If phase lock is lost, because the klystron shifted phase beyond the control range of the phase-comparator error voltage, the klystron jumps to the frequency to which it would normally have drifted had it not been locked. To return the klystron to a phase-lock condition it is necessary to retune it to a point within the locking range where the difference frequency at the phase comparator falls within a smaller range, known as the capture, or pull-in range. This capture range is determined by the locking range, but because the loop stabilization network controls the bandwidth of the system, the capture range is smaller than the locking range. For a locking range of ±20 Mc., the capture range is typically ±2 Mc. Most commercial equipment incorporates an automatic search oscillator which sweeps the klystron frequency near its natural frequency until it is captured by the phase-lock loop. This can be simply a 1-kc. sine wave or sawtooth signal which is added to the reflector voltage.


Most of the parts of a microwave system are familiar to a v.h.f. amateur. Such circuits include i.f. amplifiers, discriminators, crystal oscillators and multiplier chains. The output frequency of the multiplier chain should be 200 Mc, or above, with a power output of about 1 milliwatt. This means that the design should be similar to that of a 432-Mc. converter's local oscillator. The multiplier energy drives a harmonic diode, or in some designs may drive the mixer diode directly. The r.f. power to the mixer diode from the klystron can be from 0.1 to 1 milliwatt. The output of the microwave mixer drives an i.f. amplifier which should have 50- to 7O-db. gain and a bandwidth of 10 to 20 per cent of center frequency. Surplus i.f. strips should be entirely satisfactory and can be modified, if necessary, to include one or two stages of limiting. Conventional discriminator and f.m. detector circuits are used in a.f.c. circuits.

Typical phase-comparator detector circuits are shown in Fig.  5. The circuit of Fig. 5A can be used either as a discriminator or phase comparator and is found in some v.h.f. telemetry receivers.
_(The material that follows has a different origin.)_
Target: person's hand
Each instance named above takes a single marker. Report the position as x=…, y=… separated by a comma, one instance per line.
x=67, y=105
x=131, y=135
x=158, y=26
The circuit shown in Fig. 5C was used in a National Bureau of Standards X-Band receiver which had an i.f. bandwidth of 45 c.p.s. - illustrating the capability of the system, and the stability requirements of the reference oscillators. Additional information can frequently be obtained by writing to the manufacturers of microwave equipment and requesting instruction books with schematics. These can usually be purchased at a reasonable price.

A possible future article will describe a complete C-Band microwave link with more details concerning construction. In the meantime, I hope that others will be making use of our amateur microwave bands.


1  Prechtel, "Experimental Transceivers for 5650 Mc.," QST, August, 1960.

2  Peterson, "Practical Gear for Amateur Microwave Communication," QST, June, 1963.

3  Garrett and Manly, "Crystal Control on 10,000 Megacycles," QST, November, 1963.

4  Pound, "Frequency Stabilization of Microwave Oscillators," Proc. IRE, December, 1947.

-  Benjaminson, "Phase Locking Microwave Oscillators To Improve Stability and Frequency Modulation," The Microwave Journal, January, 1963.

-  Peter and Strandberg, "Phase Stabilization of Microwave Oscillators," Proc. IRE, July, 1955.